Out gay PayPal billionaire Peter Thiel has admitted to The New York Times that he bankrolled Hulk Hogan's ( real name: Terry Bollea ) case against Gawker Media, Towleroad noted. In 2007, Gawker had published a story revealing Thiel was gay. Publicly confirming his funding of the Bollea case after a report by Forbes, Thiel told the New York Times "it's less about revenge and more about specific deterrence." Judge Pamela Campell recently denied motions from Gawker to have the verdict reversed or reduced, upholding a jury verdict of $140.1 million in damages against Gawker Media, CEO Nick Denton and former editor in chief A.J. Daulerio.

In Texas, a gay student and her mother are upset after they say school officials bullied her into removing a pro-LGBT shirt, AJC.com reported. Ali Chaney, who identifies as gay, is an eighth-grader at SC Lee Junior High School in Copperas Cove, Texas. She recently wore a shirt that read, "Some people are gay. Get over it." Chaney then told KCEN she was called into the principal's office and asked to change her shirt. District spokeswoman Wendy Sledd said the shirt was a distraction and violated the school's dress code.

Anti-gay preacher Brother Dean Saxton—carrying a "you deserve rape" sign—was attacked with a baseball bat, PinkNews reported. Brother Dean Saxton, who lives in Glendale, Arizona, is seen in a video published on YouTube saying, "The Bible says it's not okay to be gay." As he makes the hate speech, various students and teachers approach him and denounce what he is saying, peacefully challenging him on his views—and then a student attacks Saxton while he is still on camera. Tabitha Brubaker, 19, was arrested and charged with felony assault and marijuana possession after the attack.

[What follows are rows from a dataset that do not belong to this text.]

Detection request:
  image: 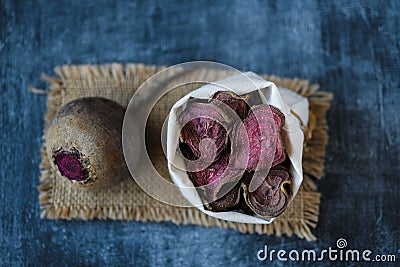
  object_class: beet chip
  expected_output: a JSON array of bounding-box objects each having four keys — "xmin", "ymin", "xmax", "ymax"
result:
[
  {"xmin": 270, "ymin": 106, "xmax": 286, "ymax": 166},
  {"xmin": 242, "ymin": 167, "xmax": 293, "ymax": 218},
  {"xmin": 232, "ymin": 104, "xmax": 286, "ymax": 171},
  {"xmin": 207, "ymin": 184, "xmax": 241, "ymax": 212},
  {"xmin": 232, "ymin": 105, "xmax": 275, "ymax": 171},
  {"xmin": 178, "ymin": 102, "xmax": 229, "ymax": 161},
  {"xmin": 188, "ymin": 151, "xmax": 242, "ymax": 209},
  {"xmin": 212, "ymin": 91, "xmax": 250, "ymax": 121}
]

More than a decade after he was first accused of sexual misconduct, Bill Cosby will go to trial, CNN reported. Cosby faces three counts of felony indecent assault from a 2004 case involving Andrea Constand, an employee at his alma mater, Temple University; she was the first of more than 50 women who have accused Cosby of sexual misconduct. Constand, who sued Cosby for sexual assault but settled with the comedian the following year, filed subsequent papers blasting Cosby's "narcissistic view of the world," according to TheWrap. The papers say despite the comedian's claims that he could read women, he didn't realize that Constand is a lesbian.